Opéra, 10 novembre
Accueilli sans enthousiasme à sa création, le 21 avril 1889, à la Scala de Milan, remis plusieurs fois sur le métier par son auteur, sans jamais satisfaire personne, Edgar, le deuxième opéra de Puccini, est le prototype du titre maudit, que l’on sort des oubliettes avec des pincettes. Défiance, avouons-le, en grande partie justifiée, dans la version originale en quatre actes, choisie pour cette nouvelle production de l’Opéra Nice Côte d’Azur, comme dans la « définitive », en trois actes plus ramassés, de 1905.
Le livret de Ferdinando Fontana, d’abord, est d’une indigence rare – à côté, Alzira ou Il corsaro de Verdi, si décriés, semblent des chefs-d’œuvre de dramaturgie et de versification ! Très mal construit – pourquoi Edgar met-il le feu à sa maison ? pourquoi part-il avec la maléfique Tigrana, au lieu de rester avec la douce Fidelia ?… –, enchaînant boursouflures, redondances et platitudes, jusqu’au grotesque (le finale du II !), il entraîne la musique dans sa chute.

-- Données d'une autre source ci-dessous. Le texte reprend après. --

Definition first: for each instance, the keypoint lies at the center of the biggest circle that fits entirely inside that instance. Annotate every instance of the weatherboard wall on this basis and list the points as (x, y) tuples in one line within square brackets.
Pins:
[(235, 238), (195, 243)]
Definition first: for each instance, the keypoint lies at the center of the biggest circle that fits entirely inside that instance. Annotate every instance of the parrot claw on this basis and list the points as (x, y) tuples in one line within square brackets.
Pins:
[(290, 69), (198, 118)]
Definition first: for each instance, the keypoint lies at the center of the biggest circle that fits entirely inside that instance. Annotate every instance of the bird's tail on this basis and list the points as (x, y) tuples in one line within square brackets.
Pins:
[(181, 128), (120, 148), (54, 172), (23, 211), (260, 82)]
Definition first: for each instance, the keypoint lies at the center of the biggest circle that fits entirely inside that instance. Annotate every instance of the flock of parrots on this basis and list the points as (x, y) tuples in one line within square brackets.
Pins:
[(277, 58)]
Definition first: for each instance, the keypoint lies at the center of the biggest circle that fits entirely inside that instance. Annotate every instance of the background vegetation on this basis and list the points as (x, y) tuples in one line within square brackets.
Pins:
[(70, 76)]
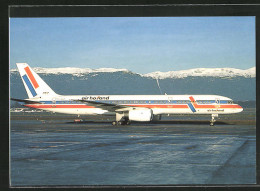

Vocalement, le I et le II ne sont vraiment pas ce que Puccini a écrit de plus concluant. S’essayant à un discours continu qu’il ne maîtrise pas encore, sans jamais développer thèmes et idées, le compositeur rate, notamment, l’air d’entrée de Fidelia – alors qu’elle devrait émouvoir, l’héroïne paraît seulement mièvre –, et toutes les interventions de Tigrana – la mystérieuse enfant abandonnée, jadis, par une troupe de gitans, sorte de croisement entre Carmen et Venus (Tannhäuser), n’est ni séductrice, ni vénéneuse, comme elle le devrait.
De ce long tunnel, donnant l’impression de partir dans tous les sens, émergent deux airs : celui de Frank, « Questo amor, vergogna mia » – l’un des rares moments, où Puccini retrouve le fil de son phénoménal talent mélodique –, et celui d’Edgar, « Orgia, chimera dall’occhio vitreo ». Rien de mélodieux, cette fois, comme l’était l’air de Roberto, dans Le Villi (1884), et comme le seront ceux de Des Grieux, dans Manon Lescaut (1893), mais une déclamation continue qui, enfin, accroche.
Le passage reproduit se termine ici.